The Economist founded the Big Mac Index more than a decade ago as a very interesting way to gauge currency valuations. From The Economist:
Burgernomics is based on the theory of purchasing-power parity, the notion that a dollar should buy the same amount in all countries. Thus in the long run, the exchange rate between two countries should move towards the rate that equalises the prices of an identical basket of goods and services in each country. Our “basket” is a McDonald’s Big Mac, which is produced in about 120 countries. The Big Mac PPP is the exchange rate that would mean hamburgers cost the same in America as abroad. Comparing actual exchange rates with PPPs indicates whether a currency is under- or overvalued.
The Index currently looks like this:
Short Euro, Short Dollars, Long Yuan, Long Yen – Looks dead on to me. God bless the Royale with Cheese…
Update – Reader Andi was nice enough to inform me that the Royale with Cheese is in fact a quarter pounder with cheese. I believe the line from Pulp Fiction that I was grasping for was “Le Big Mac”. But I could be wrong about that one also….
Mr. Roche is the Founder and Chief Investment Officer of Discipline Funds.Discipline Funds is a low fee financial advisory firm with a focus on helping people be more disciplined with their finances.
He is also the author of Pragmatic Capitalism: What Every Investor Needs to Understand About Money and Finance, Understanding the Modern Monetary System and Understanding Modern Portfolio Construction.
Royale with Cheese is a quater pounder with cheese
Thanks. I guess I’m not up to snuff on my hamburger terminology.
How does this work in relation to the costs in ‘producing’ a sold Big Mac. The costs of the ingredients, wages, benefits, real estate rents, taxes, and profit margins would be different in different countries. So you know if this index adjusts for these factors?

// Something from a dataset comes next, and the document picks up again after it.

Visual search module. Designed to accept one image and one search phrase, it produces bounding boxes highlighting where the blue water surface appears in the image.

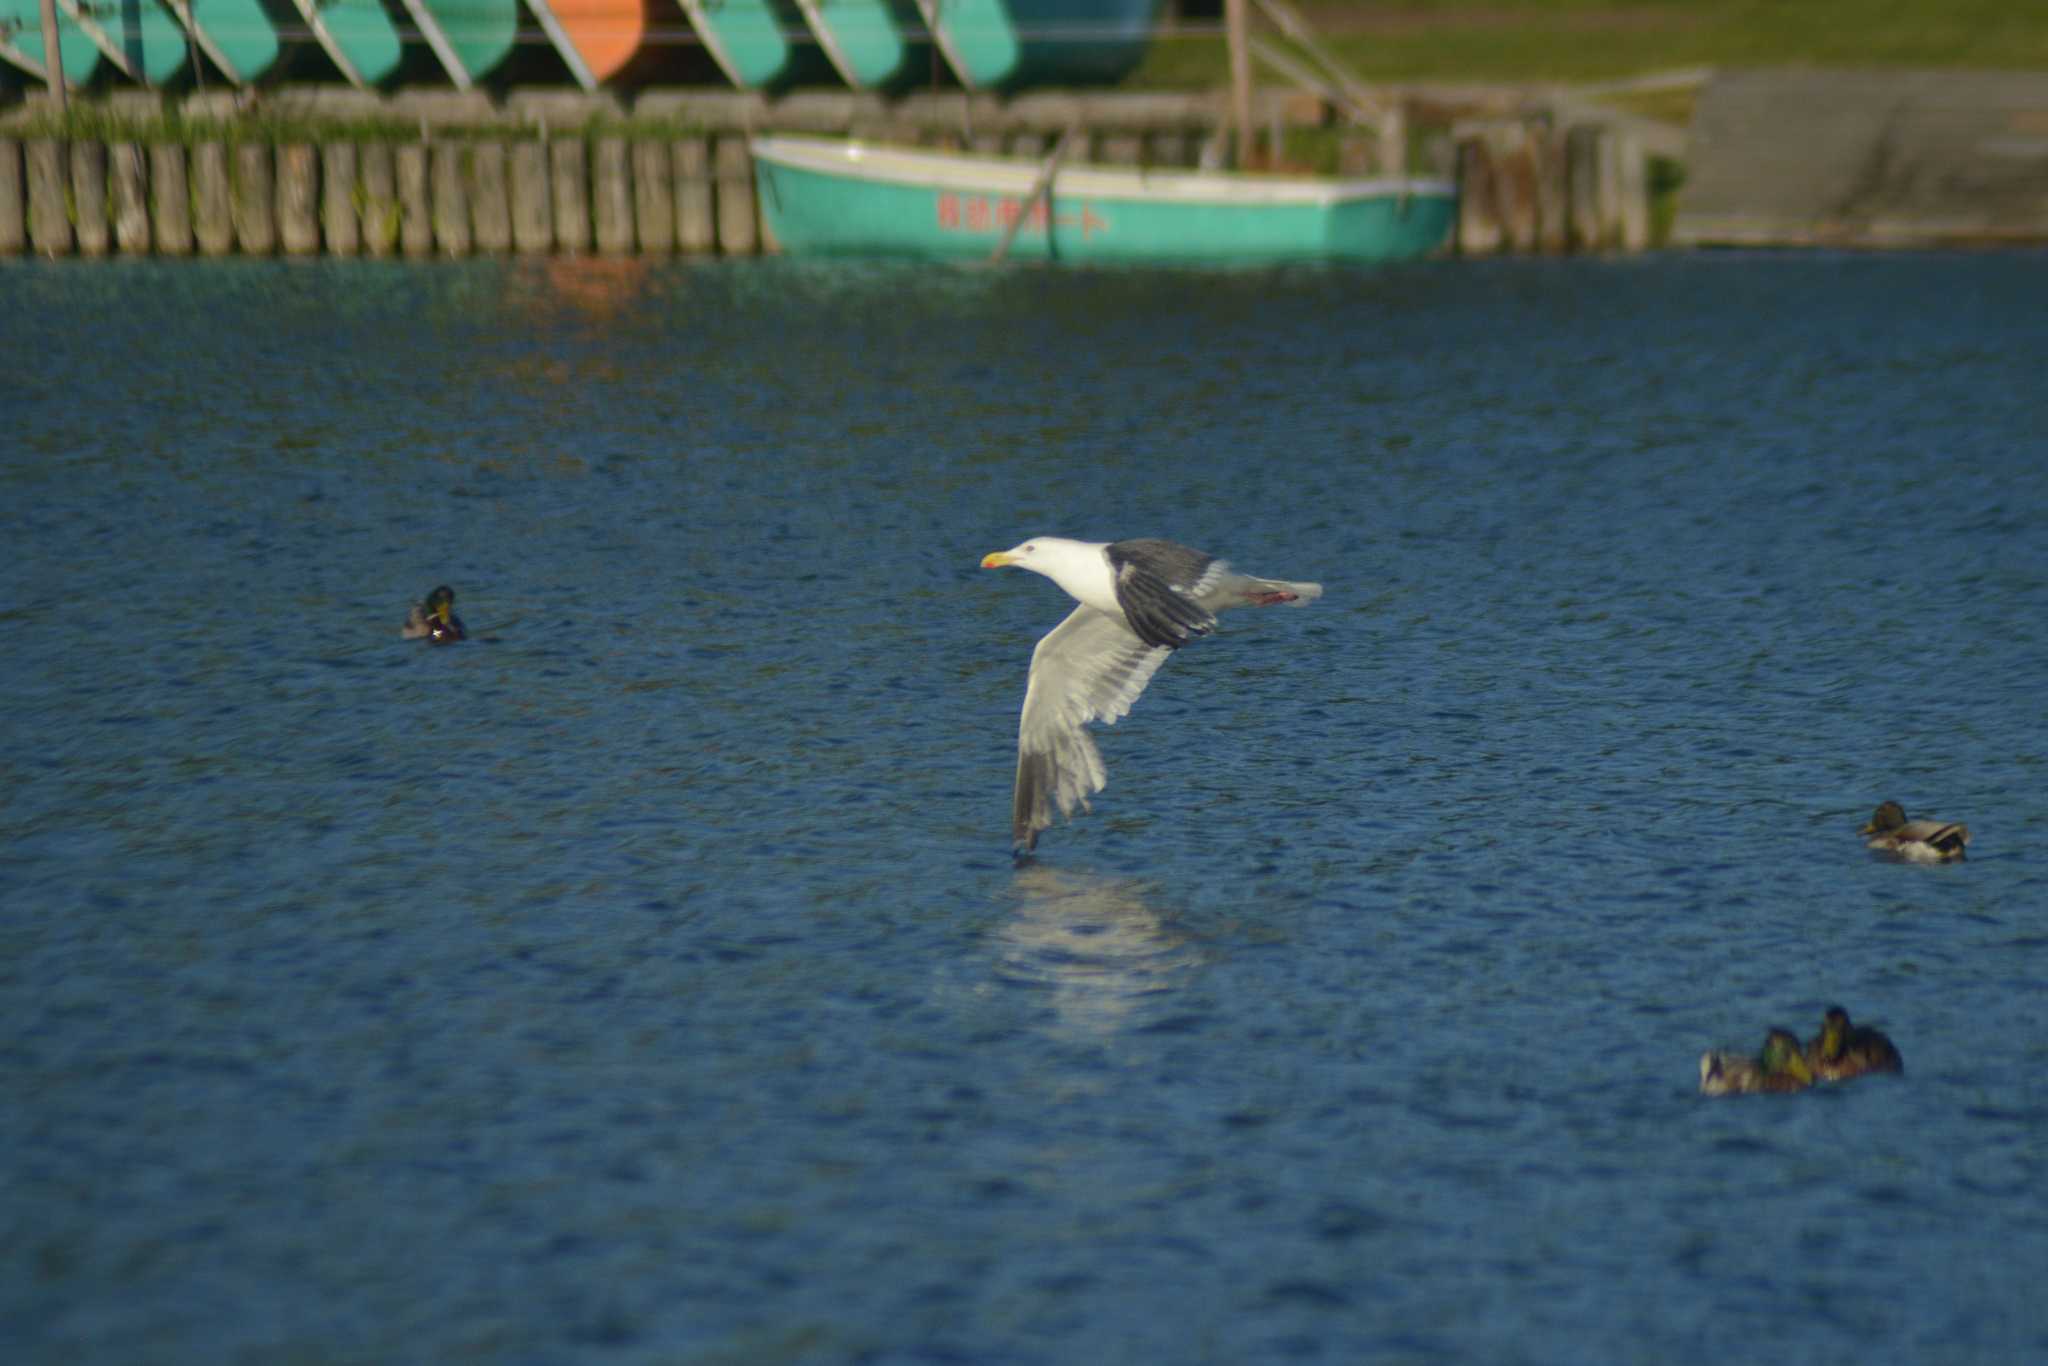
[3,252,2046,1363]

This thing is by no means infallible.
From Wikipedia –
The burger methodology has limitations in its estimates of the PPP. In many countries, eating at international fast-food chain restaurants such as McDonald’s is relatively expensive in comparison to eating at a local restaurant, and the demand for Big Macs is not as large in countries like India as in the United States. Social status of eating at fast food restaurants like McDonald’s, local taxes, levels of competition, and import duties on selected items may not be representative of the country’s economy as a whole. In addition, there is no theoretical reason why non-tradable goods and services such as property costs should be equal in different countries: this is the theoretical reason for PPPs being different from market exchange rates over time. Nevertheless, economists widely cite the Big Mac Index as a real world measurement of purchasing power parity. McDonald’s is also using different commercial which can result in huge differences for a product, whereas there is a smaller price difference between both countries. For example, a Hamburger sandwich costs only 1 € in France, and 1,50 € in Belgium, but in overall, McDonald’s restaurant are cheaper in Belgium. In Estonia, the price difference between a Big Mac burger and the whole meal is sometimes as small as 3 EEK (0,20 USD), or 5% of the price of the burger alone.